At the intersection point O of Y, the straight line ZZ orthogonal to the central axis and the swing center of the pair of upper and lower cross arms A2, A2 of the rhomboid link mechanism are aligned, and the swing center of the cross arm A1 directly connected to the yoke Is a mechanism for reducing the lateral pressure of the piston, which is eccentric with respect to the straight line ZZ. 2. In a motion conversion device for an engine or the like, central axes X-X, Y- of cylinders arranged in a cross shape.

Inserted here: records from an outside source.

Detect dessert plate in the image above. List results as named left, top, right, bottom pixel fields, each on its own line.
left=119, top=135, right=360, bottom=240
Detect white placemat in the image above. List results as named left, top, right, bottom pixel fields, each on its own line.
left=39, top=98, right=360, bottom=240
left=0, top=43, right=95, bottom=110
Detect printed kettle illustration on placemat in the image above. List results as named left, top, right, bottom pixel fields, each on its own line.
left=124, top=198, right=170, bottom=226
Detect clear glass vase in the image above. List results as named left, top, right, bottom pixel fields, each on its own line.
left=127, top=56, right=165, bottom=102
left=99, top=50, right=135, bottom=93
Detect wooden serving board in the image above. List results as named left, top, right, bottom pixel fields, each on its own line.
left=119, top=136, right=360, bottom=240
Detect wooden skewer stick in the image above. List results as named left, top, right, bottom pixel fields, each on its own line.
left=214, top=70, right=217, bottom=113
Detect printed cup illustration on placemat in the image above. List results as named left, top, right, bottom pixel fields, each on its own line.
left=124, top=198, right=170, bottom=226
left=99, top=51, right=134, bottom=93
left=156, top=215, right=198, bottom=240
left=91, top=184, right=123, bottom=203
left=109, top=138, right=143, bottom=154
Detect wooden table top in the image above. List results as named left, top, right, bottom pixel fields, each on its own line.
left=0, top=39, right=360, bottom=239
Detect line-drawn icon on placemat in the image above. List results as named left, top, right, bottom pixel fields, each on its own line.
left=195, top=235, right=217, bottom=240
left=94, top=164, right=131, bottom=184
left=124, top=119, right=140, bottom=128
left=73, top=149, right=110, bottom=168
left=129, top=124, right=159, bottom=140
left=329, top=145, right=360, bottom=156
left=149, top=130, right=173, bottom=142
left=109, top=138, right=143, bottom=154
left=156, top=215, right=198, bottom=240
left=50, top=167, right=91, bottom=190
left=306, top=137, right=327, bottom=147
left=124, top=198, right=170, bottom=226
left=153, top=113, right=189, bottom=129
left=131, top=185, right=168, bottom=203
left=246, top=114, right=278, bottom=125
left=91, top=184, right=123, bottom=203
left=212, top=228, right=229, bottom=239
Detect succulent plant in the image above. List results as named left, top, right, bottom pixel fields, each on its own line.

At the intersection point O of Y, the swing center of the cross arm of the rhomboid link mechanism can be eccentric with respect to the straight line ZZ orthogonal to the central axis thereof, and the skeletons at both ends of the cross arm A1 directly connected to the yoke
A piston side pressure reduction mechanism that regulates the eccentric direction so that it is perpendicular to the straight line connecting the centers of j1 and j3. 3. In a motion converting device for an engine or the like, central axes X-X, Y- of cylinders arranged in a cross shape.
At the intersection point O of Y, the swing center of the cross arm of the rhomboid link mechanism can be eccentric to the straight line ZZ orthogonal to the central axis, and the center of the skeleton at both ends of the cross arm A1 directly connected to the yoke A side pressure reduction mechanism for the piston that regulates the eccentric direction at a right angle to the bisector of the swing angle drawn by the straight line connecting the two. 4. In a motion converting device for an engine or the like which uses only a pair of opposed cylinders as an engine, the swing center of a cross arm of a rhomboid link mechanism is XZ which is orthogonal to the central axes YY of the pair of cylinders. A piston side pressure reduction mechanism that is movable on a flat surface.